This last Sunday, a family of missionaries visiting home stationed in southern Asia spoke at our church. One woman shared a personal witness: after their offices opened up after months of strict restrictions, she was having a friendly conversation with a cleaning lady as she scrubbed the floor. Within sentences, this woman broke down, telling through tears of how her mother passed away recently, she was taking care of her daughter alone without help, and barely wanted to be alive anymore, only hanging on for her daughter. In the face of this display of desperate hopelessness, the missionary told this lady about Jesus, and the hope she had found in Him. She describes the resulting change in this woman as miraculous: as she put it, “she had been changed. This woman’s situation was still the same, but now she had hope in Jesus.”

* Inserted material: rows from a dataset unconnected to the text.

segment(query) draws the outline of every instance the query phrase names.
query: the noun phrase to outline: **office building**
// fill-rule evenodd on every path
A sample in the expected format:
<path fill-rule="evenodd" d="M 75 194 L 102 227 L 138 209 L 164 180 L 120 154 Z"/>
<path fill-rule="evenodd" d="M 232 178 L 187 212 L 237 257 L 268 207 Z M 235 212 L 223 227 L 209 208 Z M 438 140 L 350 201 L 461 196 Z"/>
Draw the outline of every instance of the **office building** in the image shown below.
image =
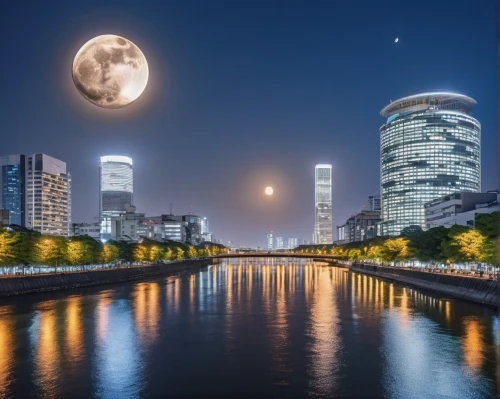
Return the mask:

That tale of a transformative hope has been in my mind as I’ve considered this passage this week, and John 3:16 especially, in its popular evangelical context. To millions of people who haven’t heard the Gospel, learning the truth of God’s gift of salvation is entirely life-changing. What was once darkness and despair becomes light and joy. For us who’ve been believers and surrounded in this truth for many years, it can be dangerously easy to grow too comfortable in this knowledge. But there’s a reason that passage has been shared time and time again: it summarizes the greatest act of mercy and gifting of the most everlasting gift we didn’t deserve but received nonetheless; a love and deliverance from evil that could only come from the Most High God. A hope, not in the shifting and temporary distractions of this world, but a hope in something eternal, constant, and genuinely worthwhile. Hope not in the works of our own hands which is sure to fade away, but the work God has accomplished through His faithfulness. For people who haven’t heard the Gospel yet, John 3:16 changes life itself. When I hear & experience others experiencing that discovery for the first time, I am thankful for the reminder of how indispensable to a joyous, meaningful life He truly is
Romans 15 describes what the gift of Jesus should do for us: “May the God of hope fill you with all joy and peace in believing, so that by the power of the Holy Spirit you may abound in hope.” Paul goes on to describe his ambition to preach the word to others, quoting Isaiah 52:15: “For that which has not been told them they see, and that which they have not heard they understand.” The hope we abound in is not to be kept to ourselves: It is through the joy of Christ in us that we share His name and His work with all the people of the world who haven’t heard, both near and far. All that they may see, understand, and know this hope as we do. Today I say a prayer of thanks for an indispensable hope in Jesus Christ as my Lord and savior, and would pray this for you all as well; that we may help those who have not seen God’s light or heard His word make that discovery today, by joyfully sharing the hope found in Christ with those who need it.